Pain and guilt were as clear in Callihan’s eyes as if Aidan were looking in a mirror.
“Please.” The word felt odd on his tongue. He wasn’t used to pleading with anyone. For anything. He’d worked and fought and maneuvered for everything he’d acquired.
“There is one thing, Mr. Iverson.”
“I’m listening.”
The landlord grew silent so long, Aidan wondered if he’d reconsidered confessing more. He was just on the point of urging him when Callihan took a deep breath.
“There is a young lady.” He wheezed out a long sigh. “I believe she is your sister, sir. But she doesn’t wish to be known.”
Blood rushed in Aidan’s ears. He stalked to the mantel and gripped the edge, but it did little to stem a wave of dizziness that made the corners of his sight dim. Memories rolled in. Fragmented images of a girl with red-gold hair and a sweet smile.
Sarah was alive.
“How is she?” His voice quavered. His knees had turned to mush. “Is she well?” He turned back to face the man.
The man’s gnarled hands came up and he waved them at Aidan as if to push him away. “I don’t know. She wears a veil and comes infrequently. Only thrice in the last two years.”
“Why does she come?”
“I can’t tell you that either. I never invite her. She said she wished to help me. Gives me a few pounds every time she visits.”
None of it made sense. “Why would she pay you?”
Callihan didn’t answer. Instead he used his cane to push himself out of his chair and hobbled toward a small table where a cup of tea that must have long gone cold sat. He took a sip and then turned to face Aidan.
“I believe she means the funds as a gift. She said once the money was for Mary. I took that to mean a repayment for how I cared for her and saw to laying her to rest.”
Aidan began pacing the confines of the tiny parlor, his boot heels echoing against the polished wood not covered by the rug. “What sort of lady is she?”
The envy he felt toward the man was a living thing, clawing at him from the inside. Callihan had known Aidan’s mother and met his sister. Wealth, power, access to some damnable club seemed a pathetic substitute for those memories and connections he would never have.

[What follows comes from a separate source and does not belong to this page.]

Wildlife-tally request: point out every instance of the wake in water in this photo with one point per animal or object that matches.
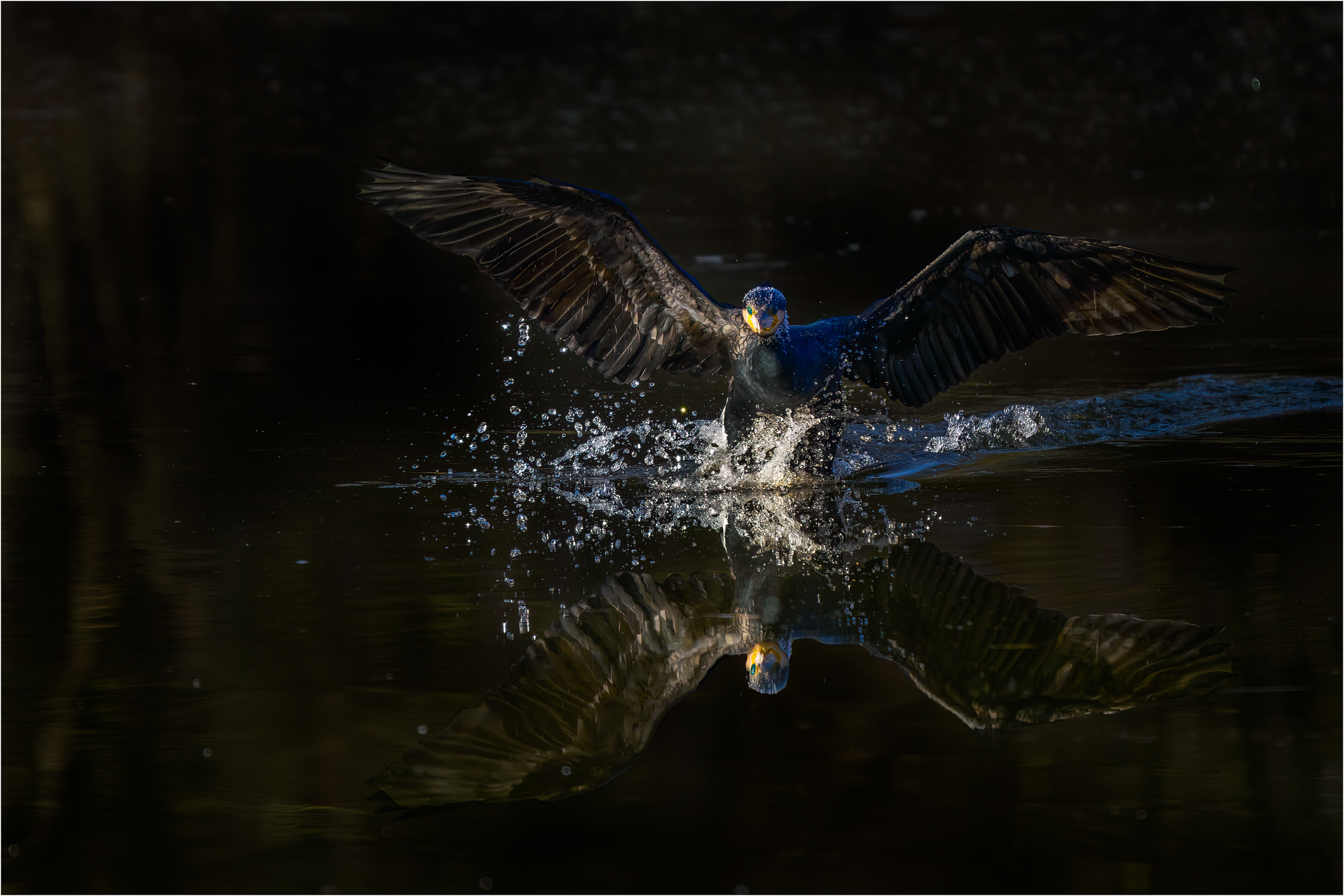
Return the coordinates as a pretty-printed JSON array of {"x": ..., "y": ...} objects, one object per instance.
[{"x": 692, "y": 457}]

Callihan made little aggrieved sounds as he considered his answer. “She’s a very finely dressed lady, sir, and speaks the queen’s English. A true lady.”

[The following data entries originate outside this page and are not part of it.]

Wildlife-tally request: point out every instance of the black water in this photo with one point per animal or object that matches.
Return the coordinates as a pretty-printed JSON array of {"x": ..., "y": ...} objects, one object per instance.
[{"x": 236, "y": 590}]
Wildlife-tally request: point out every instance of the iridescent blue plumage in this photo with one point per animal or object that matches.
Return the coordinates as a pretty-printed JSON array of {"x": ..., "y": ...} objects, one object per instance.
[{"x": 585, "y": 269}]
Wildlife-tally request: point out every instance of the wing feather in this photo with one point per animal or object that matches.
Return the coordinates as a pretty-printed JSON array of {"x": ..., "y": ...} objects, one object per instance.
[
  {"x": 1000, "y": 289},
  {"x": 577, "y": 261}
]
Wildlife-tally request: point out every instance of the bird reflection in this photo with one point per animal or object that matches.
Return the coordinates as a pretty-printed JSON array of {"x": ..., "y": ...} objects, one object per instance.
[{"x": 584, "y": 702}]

More mystery. Every step in his search showed him that the knot of his mother’s life and history was more tangled than he’d ever imagined.
But he wouldn’t stop. Aidan had to find his sister. He wouldn’t disturb her life. If she’d risen from the poverty they’d been raised in to become a fine lady, he’d never endanger her future.
Yet he had to see with his own eyes that she was alive and well. Perhaps he was selfish, but he needed to know.
“Anything else you can think of, Mr. Callihan? I intend to find my sister.”
He nodded his balding gray head solemnly. “Thought you would, sir. Won’t say I blame you either. But there’s nothing more to tell. She comes in fine clothes, says hardly a word, and offers me an envelope.”
“Do you have any of those envelopes?”
“I may have the last.” The landlord leaned heavily on his cane as he got to his feet and shuffled toward a side table and slid out its single drawer. “Yes, here it is.”
Between them, he lifted a cream-colored envelope. Aidan snatched at it eagerly, but it offered nothing. No writing, no watermark to indicate the maker, and no indication where it had come from or any clue that might help him find his sister.
“No help at all, is it?” Callihan sounded as bereft as Aidan felt. He’d never seen an old man who looked so weary.
“Youhave been helpful. Thank you.” He pulled two crown coins from his pocket and offered them to the landlord.
“Very generous, young man. I remember you as a kind child.”
There was no more to say. No more the man could give him, despite how much more he wanted to know. He headed for the threshold, almost as eager to be out of the lodging house as he’d been to enter it.